On Tue, Jul 17, 2018 at 11:59 AM Raphael Mitsch notifications@github.com wrote:

Since I'm interested in comparing multiple UMAP results, I tried to run one UMAP instance per thread - which led to all of them being deadlocked. After some digging I found that changing the Numba decorators in umap_.py from @numba.njit(parallel=True, fastmath=True) to @numba.njit(parallel=False, fastmath=True), i. e. disabling the Numba parallelism, solved the deadlock. Perhaps this is related to some open Numba thread coordination/deadlock issues (see e. g. numba/numba#2804 https://github.com/numba/numba/issues/2804).

A configuration option to disable Numba parallelism would be nice, since it enables the user to decide whether he want to use Numba to parallelize or do it manually (e. g. running one UMAP model per thread) or not at all.
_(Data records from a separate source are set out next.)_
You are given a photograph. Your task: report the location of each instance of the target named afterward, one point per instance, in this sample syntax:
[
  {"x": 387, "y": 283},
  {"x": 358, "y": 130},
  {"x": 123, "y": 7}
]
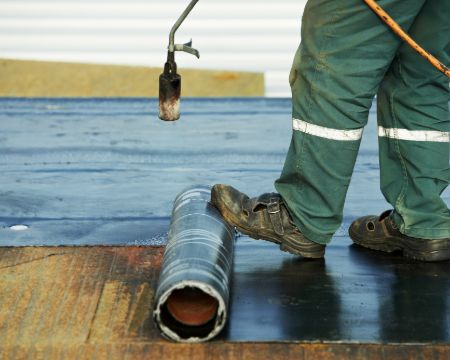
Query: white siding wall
[{"x": 230, "y": 34}]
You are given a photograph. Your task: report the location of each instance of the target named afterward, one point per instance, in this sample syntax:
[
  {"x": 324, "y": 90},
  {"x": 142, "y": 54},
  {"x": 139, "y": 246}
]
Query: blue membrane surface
[{"x": 106, "y": 171}]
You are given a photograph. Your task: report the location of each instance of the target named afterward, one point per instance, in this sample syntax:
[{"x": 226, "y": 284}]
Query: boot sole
[
  {"x": 430, "y": 250},
  {"x": 286, "y": 245}
]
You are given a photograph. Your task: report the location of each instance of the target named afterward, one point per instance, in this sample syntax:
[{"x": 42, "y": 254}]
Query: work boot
[
  {"x": 264, "y": 217},
  {"x": 381, "y": 233}
]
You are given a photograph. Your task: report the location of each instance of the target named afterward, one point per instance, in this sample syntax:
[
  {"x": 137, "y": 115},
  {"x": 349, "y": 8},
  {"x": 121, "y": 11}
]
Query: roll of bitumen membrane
[{"x": 191, "y": 303}]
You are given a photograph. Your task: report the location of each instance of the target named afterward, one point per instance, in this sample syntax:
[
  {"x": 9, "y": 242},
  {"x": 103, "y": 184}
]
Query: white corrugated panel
[{"x": 230, "y": 34}]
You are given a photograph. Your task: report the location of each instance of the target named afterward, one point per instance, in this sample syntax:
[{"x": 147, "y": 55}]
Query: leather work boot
[
  {"x": 264, "y": 217},
  {"x": 381, "y": 233}
]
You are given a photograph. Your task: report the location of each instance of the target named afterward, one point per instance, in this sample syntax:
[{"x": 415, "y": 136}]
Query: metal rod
[
  {"x": 191, "y": 302},
  {"x": 405, "y": 37},
  {"x": 178, "y": 23}
]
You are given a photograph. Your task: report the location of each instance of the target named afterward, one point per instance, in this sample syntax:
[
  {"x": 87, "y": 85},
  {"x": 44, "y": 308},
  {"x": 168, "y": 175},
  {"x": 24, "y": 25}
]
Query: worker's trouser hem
[
  {"x": 421, "y": 233},
  {"x": 304, "y": 229}
]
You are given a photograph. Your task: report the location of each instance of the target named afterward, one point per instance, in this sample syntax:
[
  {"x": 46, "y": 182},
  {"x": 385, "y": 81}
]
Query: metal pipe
[{"x": 191, "y": 301}]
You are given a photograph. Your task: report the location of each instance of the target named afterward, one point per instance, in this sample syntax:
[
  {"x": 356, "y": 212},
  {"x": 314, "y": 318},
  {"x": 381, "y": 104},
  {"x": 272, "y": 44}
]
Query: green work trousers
[{"x": 346, "y": 57}]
— You are receiving this because you are subscribed to this thread. Reply to this email directly, view it on GitHub https://github.com/lmcinnes/umap/issues/86, or mute the thread https://github.com/notifications/unsubscribe-auth/ALaKBX9qDGMwtrhzGK4sLFWk17ZJ20p8ks5uHgnigaJpZM4VTH-F .

rmitsch commented 6 years ago

I'd consider an instance-level/constructor parameter as more useful - like sklearn does it with its n_jobs parameter e. g. for the RandomForestClassifier. I'm not familiar enough with Numba though to know whether the annotation framework is flexible enough for that.

On a sidenote: Stuff like https://stackoverflow.com/questions/46009368/usage-of-parallel-option-in-numba-jit-decoratior-makes-function-give-wrong-resul makes me question how reliable Numba's automatic parallelism is. But as already mentioned I don't have a lot of Numba experience, so I can't really assess that.

lmcinnes commented 6 years ago

That would definitely be preferable -- I'm not sure whether that is technically feasible. The package level thing is more likely yo be possible. I'll look into what cna actually be done.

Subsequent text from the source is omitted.